Hans J. Unsoeld: Übliche Grenzüberschreitungen

Ist die Philosophie zu einer trocknen akademischen Disziplin geworden, welche nur Wissensgebiete auslotet und keine Eigendynamik mehr hat? Früher hatte sie entscheidende Anstöße von Abenteurern wie Odysseus, Marco Polo und Kolumbus und von weitgehend außerhalb der Gesellschaft stehenden Menschen wie Leonardo da Vinci oder Galileo Galilei bekommen.
Der Autor hatte in vier Büchern bereits beschrieben, wie eine bisweilen abenteuerliche ungewöhnliche Nachkriegsentwicklung ihn zu einer neuen modernen Philosophie abseits der an Hochschulen etablierten Wege geführt hat. Nicht Fragen nach Entstehung und Vergehen, Einordnen und Abgrenzen, sondern die Entwicklung selber steht dabei im Mittelpunkt. Abenteuer scheinen die Menschen wieder und wieder entscheidende Schritte voran zu bringen. Die etablierten Wege führen zu Wachstum, welches Grenzen respektieren muss, während Entwicklung in einem allgemeineren Sinn durchaus bestehende Grenzen überschreiten kann. Damit gemeint sein können gleichermaßen Naturvorgänge, unser privates Leben (z.B. Tabus) als auch das politische und wirtschaftliche Leben (Grenzkonflikte).
In möglichst knapper, aber lebendiger Darstellung wird gezeigt, dass die bisherige klassische Philosophie im wesentlichen auf Raum- und Zeit-Vorstellungen beruht, ähnlich wie die Funktionen der klassischen Mathematik, auf welcher Vorstellungen von Wachstum basieren. Die neue Mathematik der Fraktale dagegen, welche bislang meist nur durch schöne geometrische Figuren bekannt waren, kann Vorstellungen von Entwicklung begründen, die von den Dimensionen Raum und Zeit weitgehend unabhängig und statt dessen von den Unterschieden aufeinander folgender Generationen bestimmt sind.

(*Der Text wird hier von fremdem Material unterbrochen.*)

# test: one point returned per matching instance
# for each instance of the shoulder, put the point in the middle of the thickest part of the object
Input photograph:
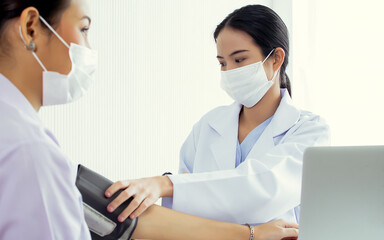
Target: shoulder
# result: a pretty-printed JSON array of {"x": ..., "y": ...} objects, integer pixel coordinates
[
  {"x": 308, "y": 117},
  {"x": 17, "y": 127},
  {"x": 220, "y": 113},
  {"x": 311, "y": 125}
]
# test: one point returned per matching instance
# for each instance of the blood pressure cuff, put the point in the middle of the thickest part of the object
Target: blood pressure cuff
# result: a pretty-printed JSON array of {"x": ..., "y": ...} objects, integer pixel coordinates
[{"x": 102, "y": 224}]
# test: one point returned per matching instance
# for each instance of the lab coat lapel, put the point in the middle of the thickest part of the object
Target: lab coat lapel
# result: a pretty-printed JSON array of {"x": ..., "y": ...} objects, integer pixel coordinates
[
  {"x": 224, "y": 143},
  {"x": 284, "y": 118}
]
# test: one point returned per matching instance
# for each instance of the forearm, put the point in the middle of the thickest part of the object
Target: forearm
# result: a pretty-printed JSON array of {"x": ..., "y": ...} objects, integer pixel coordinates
[{"x": 160, "y": 223}]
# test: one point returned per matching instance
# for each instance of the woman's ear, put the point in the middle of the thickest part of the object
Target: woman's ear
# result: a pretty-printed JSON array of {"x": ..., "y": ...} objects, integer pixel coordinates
[
  {"x": 29, "y": 25},
  {"x": 278, "y": 58}
]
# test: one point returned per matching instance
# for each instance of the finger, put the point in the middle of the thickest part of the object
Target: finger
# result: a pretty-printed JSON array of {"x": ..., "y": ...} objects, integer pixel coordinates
[
  {"x": 290, "y": 232},
  {"x": 116, "y": 187},
  {"x": 143, "y": 206},
  {"x": 131, "y": 207},
  {"x": 123, "y": 196},
  {"x": 290, "y": 225},
  {"x": 285, "y": 224}
]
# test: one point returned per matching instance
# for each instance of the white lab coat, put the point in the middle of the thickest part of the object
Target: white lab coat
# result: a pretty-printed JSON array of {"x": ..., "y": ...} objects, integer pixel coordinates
[{"x": 266, "y": 186}]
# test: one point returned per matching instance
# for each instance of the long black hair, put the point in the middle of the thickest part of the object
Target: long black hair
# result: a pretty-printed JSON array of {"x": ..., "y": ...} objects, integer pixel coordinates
[
  {"x": 49, "y": 9},
  {"x": 267, "y": 30}
]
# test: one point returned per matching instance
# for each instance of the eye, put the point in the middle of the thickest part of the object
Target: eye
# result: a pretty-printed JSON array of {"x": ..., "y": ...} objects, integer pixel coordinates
[
  {"x": 85, "y": 30},
  {"x": 239, "y": 60}
]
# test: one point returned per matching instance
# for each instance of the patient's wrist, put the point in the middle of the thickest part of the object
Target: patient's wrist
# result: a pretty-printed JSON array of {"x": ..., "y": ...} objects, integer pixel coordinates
[{"x": 166, "y": 186}]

Humanistischen Kategorien wie richtig und falsch, gut und böse oder authentisch und „fake“ ändern sich auch im Laufe aufeinander folgender Generationen. Zwischen diesen Extremen kann man sich daher auch wie bei Fraktalen zwischen Ordnung und Chaos orientieren. Ordnung bedeutet den logischen Anteil, Chaos dagegen denjenigen, der von hoher Komplexität herrührt. Einen Mittleren Weg können wir durch Abwägen zwischen den insgesamt acht Extremen finden, nämlich den genannten humanistischen und den beiden fraktalen Extremen. Es geht also nicht um einen achtfachen Weg als Ausdruck von acht verschiedenen Zielen, wie der Budhismus auf den ersten Blick suggerieren mag, sondern um vom Einzelnen oder der Gesellschaft selbst zu findende Leitlinien unter Vermeidung von acht Extremen.

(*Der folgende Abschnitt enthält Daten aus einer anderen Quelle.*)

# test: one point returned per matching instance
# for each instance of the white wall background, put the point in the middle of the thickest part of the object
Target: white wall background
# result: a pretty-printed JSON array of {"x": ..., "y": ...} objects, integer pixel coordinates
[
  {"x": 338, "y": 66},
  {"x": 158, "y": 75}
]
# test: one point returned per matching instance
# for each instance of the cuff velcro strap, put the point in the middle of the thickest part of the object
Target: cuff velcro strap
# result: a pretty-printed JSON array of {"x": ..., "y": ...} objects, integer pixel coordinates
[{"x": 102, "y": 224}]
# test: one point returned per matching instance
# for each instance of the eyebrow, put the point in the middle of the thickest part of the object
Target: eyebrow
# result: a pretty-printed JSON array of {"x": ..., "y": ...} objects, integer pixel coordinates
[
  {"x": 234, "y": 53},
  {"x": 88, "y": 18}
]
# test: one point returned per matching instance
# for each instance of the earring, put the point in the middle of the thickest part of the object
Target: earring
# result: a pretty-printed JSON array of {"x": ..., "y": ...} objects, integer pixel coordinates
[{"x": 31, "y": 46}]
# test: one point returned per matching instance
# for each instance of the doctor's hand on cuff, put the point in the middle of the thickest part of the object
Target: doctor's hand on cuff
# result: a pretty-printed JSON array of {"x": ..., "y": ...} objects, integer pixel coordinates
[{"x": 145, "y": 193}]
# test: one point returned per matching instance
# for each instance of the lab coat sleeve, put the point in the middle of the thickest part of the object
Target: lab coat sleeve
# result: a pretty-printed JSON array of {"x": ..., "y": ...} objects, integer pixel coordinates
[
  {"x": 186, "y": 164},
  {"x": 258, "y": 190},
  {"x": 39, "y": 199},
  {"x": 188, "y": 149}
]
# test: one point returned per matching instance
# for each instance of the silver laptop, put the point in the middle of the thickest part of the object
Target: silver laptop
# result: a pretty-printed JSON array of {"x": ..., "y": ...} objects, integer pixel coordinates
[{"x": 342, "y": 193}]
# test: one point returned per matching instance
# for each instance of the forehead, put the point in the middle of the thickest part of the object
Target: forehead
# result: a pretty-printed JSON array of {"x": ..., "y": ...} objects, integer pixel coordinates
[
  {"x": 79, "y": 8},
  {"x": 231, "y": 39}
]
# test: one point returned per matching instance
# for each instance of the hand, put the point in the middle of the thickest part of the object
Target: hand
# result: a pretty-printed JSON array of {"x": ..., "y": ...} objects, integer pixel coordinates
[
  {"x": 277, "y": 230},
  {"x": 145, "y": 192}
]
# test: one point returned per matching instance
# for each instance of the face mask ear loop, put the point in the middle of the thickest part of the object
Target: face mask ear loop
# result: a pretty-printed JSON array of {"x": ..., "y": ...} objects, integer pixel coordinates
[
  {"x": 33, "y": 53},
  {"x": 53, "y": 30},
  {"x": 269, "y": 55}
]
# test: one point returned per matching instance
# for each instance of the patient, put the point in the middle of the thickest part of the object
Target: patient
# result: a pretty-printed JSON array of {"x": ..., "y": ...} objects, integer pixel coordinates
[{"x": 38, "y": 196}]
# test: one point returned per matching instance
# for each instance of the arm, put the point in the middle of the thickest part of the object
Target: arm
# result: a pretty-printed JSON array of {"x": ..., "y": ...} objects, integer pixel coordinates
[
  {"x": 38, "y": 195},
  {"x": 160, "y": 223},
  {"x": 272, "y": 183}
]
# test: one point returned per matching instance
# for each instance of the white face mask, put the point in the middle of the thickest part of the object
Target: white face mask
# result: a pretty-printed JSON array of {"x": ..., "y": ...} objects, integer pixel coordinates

Um das Finden einer Leitlinie als unsere eigentliche natürliche Aufgabe aufzuzeigen, ist der Autor in das Kostüm eines Raben geschlüpft, der die Situation in ganz unterschiedlichen Bereichen der Welt erfahren möchte,- nicht nur aus intellektueller Perspektive, sondern bisweilen Abstand nehmendn und dann pickend gleichsam animalisch, also gefühlsmäßig, durchaus auch sexuell und im Laufe selbstbestimmter Aktivitäten. Nicht ganz ernst gemeint wird das Herumflattern genannt, meint aber das Suchen von Leitlinien und Zielen.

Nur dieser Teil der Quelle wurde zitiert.